What if it was common for people to make jokes about having a left breast removed due to cancer? What if you heard those jokes in church, on social media, by medical professionals, by people you call friends?
What would it feel like to read a status update on Facebook that said, “Thinking of getting a nipple tattoo! LOL!” or “If my hair doesn’t stop thinning, people are going to think I am going through radiation treatments! HA HA!”
All those people (men get it too) who have had breast cancer would feel a sting that something that nearly took their life, or has taken the life of someone they know, or may still take their life, is now a punch line in a joke. All those people would feel like their pain, fear, suffering, loss, was someone else’s entertainment. Without validation for their experience, they would feel like they were on the outside.
What would it feel like if you had to go to the hospital, and rather than receiving get well cards, or phone calls, or texts, everyone avoided you?
Let’s say your appendix ruptured and your inbox contained nothing but the usual advertisements. No one helped your family by sending over meals, and no flowers were delivered to your door.
What would it feel like to come so close to death and there was no one to call and say, “I am so happy you are alive! Thank God, you made it!”
What would it feel like if your cancer or diabetes made you feel shame?
What would it feel like if cancer or heart disease made you feel like a person with a defect?
What would it feel like if you had to hide your cancer, diabetes, high blood pressure, or heart disease from your employer, your neighbors, your coworkers, and your friends?
What would it feel like if you told people that the way they described your cancer, or diabetes, or heart disease made you uncomfortable, and they told you, that you are “too sensitive” and “too easily offended.”
What would it feel like if the media said that people with cancer are mass murderers?
What if people feared you because you have cancer?
What if people thought you were dangerous because you have heart disease?

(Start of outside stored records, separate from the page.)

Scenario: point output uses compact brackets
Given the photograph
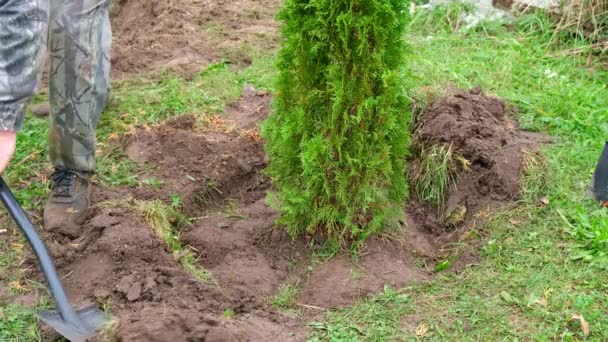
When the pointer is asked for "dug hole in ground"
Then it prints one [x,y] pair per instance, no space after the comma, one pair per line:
[122,263]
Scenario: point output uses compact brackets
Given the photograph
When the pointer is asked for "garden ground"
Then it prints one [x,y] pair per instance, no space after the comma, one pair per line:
[181,243]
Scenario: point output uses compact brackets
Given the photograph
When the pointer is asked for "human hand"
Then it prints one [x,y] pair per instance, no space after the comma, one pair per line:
[8,140]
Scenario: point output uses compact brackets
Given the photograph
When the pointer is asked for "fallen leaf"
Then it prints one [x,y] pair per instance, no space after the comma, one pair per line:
[584,323]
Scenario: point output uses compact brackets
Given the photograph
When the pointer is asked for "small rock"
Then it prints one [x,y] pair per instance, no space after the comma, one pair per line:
[134,292]
[101,295]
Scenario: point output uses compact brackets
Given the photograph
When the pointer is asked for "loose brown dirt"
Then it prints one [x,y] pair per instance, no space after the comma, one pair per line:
[120,261]
[185,35]
[480,129]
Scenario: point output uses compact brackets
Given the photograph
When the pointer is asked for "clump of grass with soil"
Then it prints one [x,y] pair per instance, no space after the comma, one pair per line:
[433,174]
[166,221]
[338,136]
[540,261]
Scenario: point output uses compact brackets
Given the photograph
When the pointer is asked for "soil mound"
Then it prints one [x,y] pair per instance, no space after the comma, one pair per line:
[185,35]
[199,168]
[478,128]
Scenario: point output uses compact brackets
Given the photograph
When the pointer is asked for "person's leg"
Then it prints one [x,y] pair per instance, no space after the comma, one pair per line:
[79,44]
[23,37]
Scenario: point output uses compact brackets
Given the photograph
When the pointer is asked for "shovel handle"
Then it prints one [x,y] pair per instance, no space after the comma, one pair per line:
[46,262]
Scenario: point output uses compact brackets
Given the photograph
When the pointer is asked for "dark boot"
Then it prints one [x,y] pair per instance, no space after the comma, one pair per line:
[68,203]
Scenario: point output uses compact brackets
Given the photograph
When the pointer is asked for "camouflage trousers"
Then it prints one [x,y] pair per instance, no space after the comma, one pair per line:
[79,49]
[78,36]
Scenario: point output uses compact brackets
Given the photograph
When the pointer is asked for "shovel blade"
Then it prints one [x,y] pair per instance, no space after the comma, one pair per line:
[599,184]
[91,320]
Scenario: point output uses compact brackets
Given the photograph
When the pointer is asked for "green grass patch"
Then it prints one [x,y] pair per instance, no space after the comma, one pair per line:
[433,174]
[542,261]
[166,221]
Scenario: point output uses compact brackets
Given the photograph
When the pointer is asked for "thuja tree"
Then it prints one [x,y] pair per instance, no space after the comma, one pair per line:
[338,135]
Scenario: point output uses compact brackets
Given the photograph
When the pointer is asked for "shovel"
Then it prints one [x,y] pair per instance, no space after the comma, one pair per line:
[599,184]
[76,326]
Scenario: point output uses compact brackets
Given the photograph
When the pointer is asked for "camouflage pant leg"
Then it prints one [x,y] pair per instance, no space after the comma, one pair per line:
[79,44]
[23,36]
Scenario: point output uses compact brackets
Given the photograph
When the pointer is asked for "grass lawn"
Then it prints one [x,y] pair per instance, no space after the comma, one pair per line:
[541,261]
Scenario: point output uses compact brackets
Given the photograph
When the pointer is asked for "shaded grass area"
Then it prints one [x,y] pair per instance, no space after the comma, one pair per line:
[542,261]
[137,102]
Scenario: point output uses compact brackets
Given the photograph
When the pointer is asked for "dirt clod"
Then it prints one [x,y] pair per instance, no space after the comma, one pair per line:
[480,129]
[186,35]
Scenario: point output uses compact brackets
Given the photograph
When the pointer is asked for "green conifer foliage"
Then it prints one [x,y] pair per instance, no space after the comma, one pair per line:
[338,135]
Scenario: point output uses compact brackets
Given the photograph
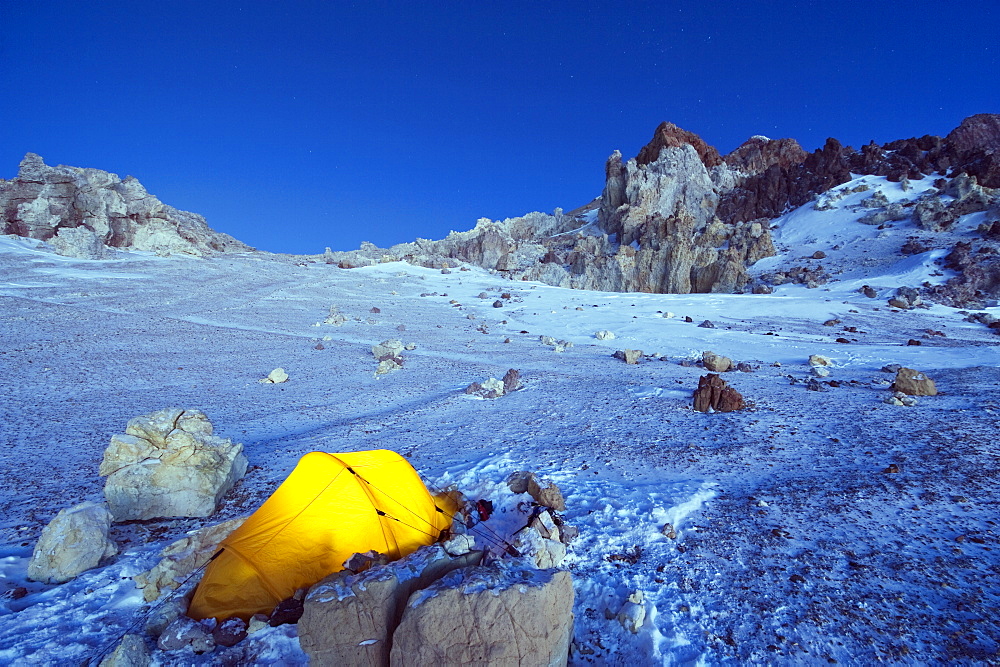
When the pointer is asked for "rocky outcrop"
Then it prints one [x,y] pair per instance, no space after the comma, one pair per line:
[74,541]
[350,619]
[485,616]
[680,218]
[977,265]
[45,203]
[168,464]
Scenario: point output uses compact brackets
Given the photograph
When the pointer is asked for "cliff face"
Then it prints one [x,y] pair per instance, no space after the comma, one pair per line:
[680,218]
[84,211]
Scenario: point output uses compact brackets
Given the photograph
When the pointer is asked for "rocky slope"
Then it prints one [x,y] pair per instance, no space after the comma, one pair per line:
[680,218]
[83,212]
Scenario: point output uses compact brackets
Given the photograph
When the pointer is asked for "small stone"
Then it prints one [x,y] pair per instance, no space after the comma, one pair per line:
[716,362]
[286,611]
[913,383]
[277,376]
[257,622]
[230,632]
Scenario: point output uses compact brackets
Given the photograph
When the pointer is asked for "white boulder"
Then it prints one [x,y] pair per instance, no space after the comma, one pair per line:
[74,541]
[488,615]
[168,464]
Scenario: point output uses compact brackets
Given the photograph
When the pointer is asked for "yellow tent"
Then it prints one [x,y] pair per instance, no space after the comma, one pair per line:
[329,507]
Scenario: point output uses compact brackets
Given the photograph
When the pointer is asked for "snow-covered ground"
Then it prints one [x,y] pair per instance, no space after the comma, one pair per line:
[792,543]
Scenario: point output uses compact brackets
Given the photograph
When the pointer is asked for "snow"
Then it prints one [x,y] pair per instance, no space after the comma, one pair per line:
[792,544]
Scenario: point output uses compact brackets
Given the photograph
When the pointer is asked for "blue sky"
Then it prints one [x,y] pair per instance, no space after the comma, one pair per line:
[299,125]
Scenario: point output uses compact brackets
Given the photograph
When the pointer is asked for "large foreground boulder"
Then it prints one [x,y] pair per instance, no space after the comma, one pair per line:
[349,619]
[168,464]
[485,615]
[74,541]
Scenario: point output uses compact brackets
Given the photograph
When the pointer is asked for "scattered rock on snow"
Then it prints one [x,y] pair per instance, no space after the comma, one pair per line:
[633,612]
[546,493]
[628,356]
[336,318]
[183,632]
[716,362]
[168,464]
[230,632]
[557,345]
[74,541]
[913,383]
[899,398]
[130,652]
[714,395]
[491,388]
[183,557]
[485,614]
[277,376]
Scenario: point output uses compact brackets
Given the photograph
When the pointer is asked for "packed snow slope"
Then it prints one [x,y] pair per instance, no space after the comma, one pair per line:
[793,543]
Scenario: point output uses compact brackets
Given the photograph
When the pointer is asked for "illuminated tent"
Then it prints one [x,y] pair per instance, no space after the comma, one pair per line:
[329,507]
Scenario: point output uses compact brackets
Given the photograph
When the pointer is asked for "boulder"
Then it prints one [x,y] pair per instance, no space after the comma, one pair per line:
[350,620]
[714,395]
[183,557]
[913,383]
[74,541]
[544,552]
[277,376]
[130,652]
[716,362]
[487,615]
[546,493]
[816,360]
[168,464]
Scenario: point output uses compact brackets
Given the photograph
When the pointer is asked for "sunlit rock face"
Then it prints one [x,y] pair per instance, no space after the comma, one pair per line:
[43,202]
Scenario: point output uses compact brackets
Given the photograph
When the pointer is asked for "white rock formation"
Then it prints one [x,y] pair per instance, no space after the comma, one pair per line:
[44,202]
[169,464]
[485,615]
[74,541]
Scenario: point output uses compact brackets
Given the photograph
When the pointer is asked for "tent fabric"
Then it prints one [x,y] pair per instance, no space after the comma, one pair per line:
[319,516]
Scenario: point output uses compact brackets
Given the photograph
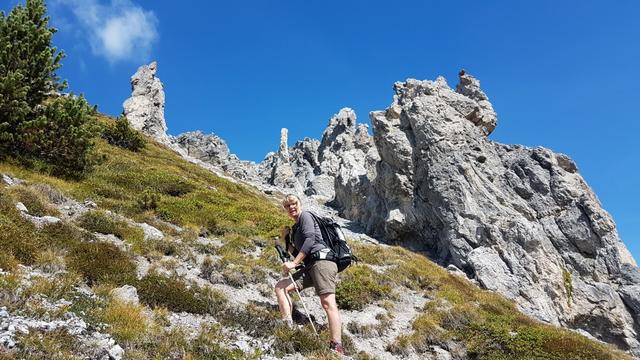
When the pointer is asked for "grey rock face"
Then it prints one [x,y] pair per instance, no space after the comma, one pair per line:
[323,168]
[145,108]
[213,150]
[521,221]
[276,168]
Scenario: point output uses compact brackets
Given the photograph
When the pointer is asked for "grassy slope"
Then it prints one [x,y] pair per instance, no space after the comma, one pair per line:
[157,184]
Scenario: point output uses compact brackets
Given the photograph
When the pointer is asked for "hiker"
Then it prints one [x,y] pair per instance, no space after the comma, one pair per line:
[305,239]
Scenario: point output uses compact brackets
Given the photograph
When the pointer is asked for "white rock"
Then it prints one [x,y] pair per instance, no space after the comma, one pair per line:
[20,206]
[126,294]
[116,352]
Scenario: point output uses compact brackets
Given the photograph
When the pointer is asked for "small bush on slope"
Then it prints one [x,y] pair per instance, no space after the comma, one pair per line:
[100,262]
[120,133]
[487,324]
[101,222]
[172,293]
[18,236]
[34,201]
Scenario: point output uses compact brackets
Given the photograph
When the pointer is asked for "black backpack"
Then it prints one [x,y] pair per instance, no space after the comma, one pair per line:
[333,238]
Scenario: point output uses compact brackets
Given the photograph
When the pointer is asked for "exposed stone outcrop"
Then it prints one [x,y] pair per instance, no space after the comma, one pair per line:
[276,168]
[213,150]
[520,220]
[321,168]
[145,108]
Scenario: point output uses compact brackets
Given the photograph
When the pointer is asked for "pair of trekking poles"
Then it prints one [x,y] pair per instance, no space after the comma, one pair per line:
[284,257]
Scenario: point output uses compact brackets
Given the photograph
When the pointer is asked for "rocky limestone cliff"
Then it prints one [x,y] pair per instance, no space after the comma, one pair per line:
[145,108]
[520,221]
[213,150]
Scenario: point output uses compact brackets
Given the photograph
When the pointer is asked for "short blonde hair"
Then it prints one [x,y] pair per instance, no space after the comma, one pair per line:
[290,198]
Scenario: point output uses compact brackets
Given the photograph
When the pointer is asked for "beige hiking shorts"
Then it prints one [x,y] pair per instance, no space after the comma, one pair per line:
[321,274]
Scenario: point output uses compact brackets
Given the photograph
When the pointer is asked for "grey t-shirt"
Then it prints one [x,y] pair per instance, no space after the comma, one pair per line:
[307,237]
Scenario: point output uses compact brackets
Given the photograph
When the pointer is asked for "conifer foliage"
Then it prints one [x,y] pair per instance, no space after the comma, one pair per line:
[36,124]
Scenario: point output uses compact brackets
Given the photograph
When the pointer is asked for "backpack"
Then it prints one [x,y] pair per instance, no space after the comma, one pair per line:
[333,238]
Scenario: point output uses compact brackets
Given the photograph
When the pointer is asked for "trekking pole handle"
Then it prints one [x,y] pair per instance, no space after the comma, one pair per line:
[284,257]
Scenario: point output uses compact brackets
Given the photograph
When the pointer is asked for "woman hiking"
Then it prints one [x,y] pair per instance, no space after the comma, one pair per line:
[306,239]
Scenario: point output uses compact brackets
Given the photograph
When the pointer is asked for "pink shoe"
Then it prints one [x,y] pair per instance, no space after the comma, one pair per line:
[337,347]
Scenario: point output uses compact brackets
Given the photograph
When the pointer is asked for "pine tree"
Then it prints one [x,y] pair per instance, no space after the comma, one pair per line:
[27,68]
[36,126]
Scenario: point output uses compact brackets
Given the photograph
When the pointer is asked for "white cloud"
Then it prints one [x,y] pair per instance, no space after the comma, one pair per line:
[118,31]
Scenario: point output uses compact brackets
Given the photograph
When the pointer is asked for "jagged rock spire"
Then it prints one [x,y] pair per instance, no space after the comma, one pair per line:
[145,108]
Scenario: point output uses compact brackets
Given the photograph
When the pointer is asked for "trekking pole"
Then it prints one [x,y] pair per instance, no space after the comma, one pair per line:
[283,256]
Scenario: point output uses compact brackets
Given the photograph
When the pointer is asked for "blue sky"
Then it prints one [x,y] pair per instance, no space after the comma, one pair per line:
[560,74]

What if on Halloween people wore bandages around their chest and said their costume was a mastectomy?
What if rather than rally around you during your worst symptoms, people turned away?
There is no what if, when you have schizophrenia, this is our/my reality. This is our life, and you can choose to laugh it off, or you can join us by seeing mental illness for what it is –an illness like any other. It is tragic, painful and deadly.
Please help us to create a better environment for those of us who have a mental illness. If someone you know has a depressive, psychotic or manic episode, then when they are recovering, call, text, or send chocolates. I don’t know too many people who wouldn’t welcome a box of chocolates.